AFP , Tuesday 18 Dec 2012

In an effort to broker peace ahead of the withdrawal of Western troops, Kabul has laid out a five-step plan that could draw Taliban Islamists into the government

Kabul has laid out an ambitious five-step plan that could bring hardline Taliban Islamists into government as efforts to broker peace accelerate ahead of the withdrawal of Western troops.

The first step in the "Peace Process Roadmap to 2015", obtained by AFP this week, calls for a focus on "securing the collaboration of Pakistan", which Kabul accuses of harbouring Taliban insurgents.

This should be followed by moves towards formal direct negotiations with the Taliban in Saudi Arabia in the first half of next year, with the backing of the US and Pakistan, the four-page document says.

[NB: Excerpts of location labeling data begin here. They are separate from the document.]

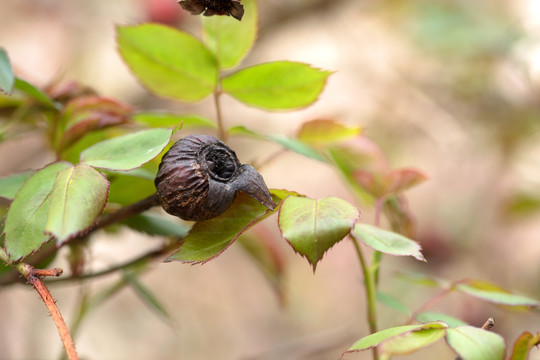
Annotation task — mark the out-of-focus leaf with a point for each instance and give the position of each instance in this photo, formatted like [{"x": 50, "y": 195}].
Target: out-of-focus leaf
[
  {"x": 393, "y": 303},
  {"x": 472, "y": 343},
  {"x": 523, "y": 345},
  {"x": 6, "y": 73},
  {"x": 208, "y": 239},
  {"x": 230, "y": 40},
  {"x": 493, "y": 293},
  {"x": 387, "y": 242},
  {"x": 168, "y": 62},
  {"x": 173, "y": 120},
  {"x": 413, "y": 341},
  {"x": 399, "y": 180},
  {"x": 91, "y": 113},
  {"x": 25, "y": 221},
  {"x": 455, "y": 30},
  {"x": 296, "y": 146},
  {"x": 326, "y": 131},
  {"x": 523, "y": 204},
  {"x": 314, "y": 226},
  {"x": 281, "y": 85},
  {"x": 422, "y": 279},
  {"x": 127, "y": 152},
  {"x": 380, "y": 337},
  {"x": 240, "y": 130},
  {"x": 147, "y": 296},
  {"x": 399, "y": 215},
  {"x": 126, "y": 189},
  {"x": 78, "y": 197},
  {"x": 11, "y": 184},
  {"x": 287, "y": 142},
  {"x": 435, "y": 316},
  {"x": 393, "y": 182},
  {"x": 153, "y": 224},
  {"x": 36, "y": 94}
]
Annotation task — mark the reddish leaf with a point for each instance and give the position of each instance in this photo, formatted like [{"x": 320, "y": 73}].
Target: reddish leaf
[
  {"x": 91, "y": 113},
  {"x": 523, "y": 345},
  {"x": 326, "y": 131},
  {"x": 402, "y": 179},
  {"x": 383, "y": 184}
]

The Taliban, however, have so far publicly refused to talk directly with the government of President Hamid Karzai, dismissing him as a puppet of the Americans.

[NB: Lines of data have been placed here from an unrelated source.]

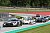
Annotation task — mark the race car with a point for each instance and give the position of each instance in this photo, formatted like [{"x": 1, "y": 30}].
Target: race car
[
  {"x": 12, "y": 22},
  {"x": 28, "y": 20}
]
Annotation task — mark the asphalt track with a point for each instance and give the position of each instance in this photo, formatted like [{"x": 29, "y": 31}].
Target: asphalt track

The US itself began exploratory contacts with the Taliban in Qatar this year, but the Islamists broke them off a few months later.

Step three of the roadmap, set for the second half of 2013, calls for agreements on a ceasefire and the transformation of the Taliban and other armed groups into political parties which could take part in elections.

Leaders of the Taliban could also participate "in the power structure of the state, to include non-elected positions at different levels".

The final steps in the plan include securing a peaceful end to the conflict during the first half of 2014 and moves to sustain the "long-term security and stability of Afghanistan and the region".

The Taliban regime was ousted by a US-led invasion in 2001 and there are concerns that their return to any sort of power could see an erosion of gains in democracy and human rights, particularly the rights of women.

But with the the United States and NATO due to withdraw their combat troops in 2014, there are also concerns that a multi-sided civil war could erupt, and the search for peace has taken on a new urgency.